One bazooka team from “G” Company was brought up but Captain Nordstrom needed tanks and tank destroyers so he called for them. BUT located between the west end of Hatten and the church, there was an abandoned and immobilized M-10 destroyer previously supporting 242nd Infantry Regiment left behind by its crew. This obstacle for the Germans turned to be a very important strongpoint for US troops.
Locations of M-10 Tank and church- ©IGNMap 2022
While defending his position until death, Private First-Class Marsker, formerly a tank destroyer man operating as a machine gunner now, had an idea. He snooped around the knocked-out tank and with other men acted as a tank crew.
Tank was located at the end of the bend, it was impossible for German tanks coming from the direction of the church to see it, except once they would be already engaged in the bend but by this moment it would be too late for them. 76.2mm tank still had ammunitions but the improvised crew never used the gun during the day. Might be they didn’t know how to fire with it? Only God knows, but to make believe the enemy that they knew how to manage a tank, crew fired nonstop with its mounted machine gun.
Hatten church - ©CombatHistory 14th Armored Division.
Once German tank crews had spotted it, none of them took the risk of a direct confrontation and all of them, without exception, withdrew as soon as they saw it.
During the first two days of battle for Hatten, 2nd Battalion of the 315th Infantry Regiment had trouble caused by a perfectly German coordinated attack which took them to northeast of it.

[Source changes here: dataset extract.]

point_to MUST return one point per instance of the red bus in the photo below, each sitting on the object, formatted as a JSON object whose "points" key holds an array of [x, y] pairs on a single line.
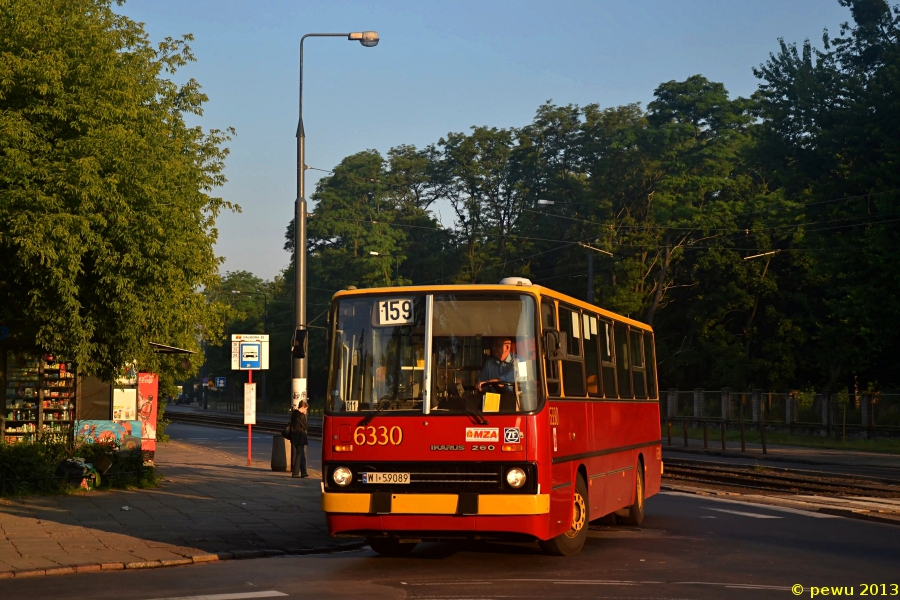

These assaults were being made by troops of different caliber from those that the 79th Infantry Division, less than two months before, had pushed back from this area. These German soldiers were big, obviously not boys, fighting like the veterans. Infantry supported by tanks was the basis for most of the thrusts and worked in perfect unison. Recovery of knocked out vehicles and troop casualties, was a constant source of amazement. And what tenacity. It was quite common, for instance, for enemy crews to hold out in or behind their demolished vehicles until the bitter end.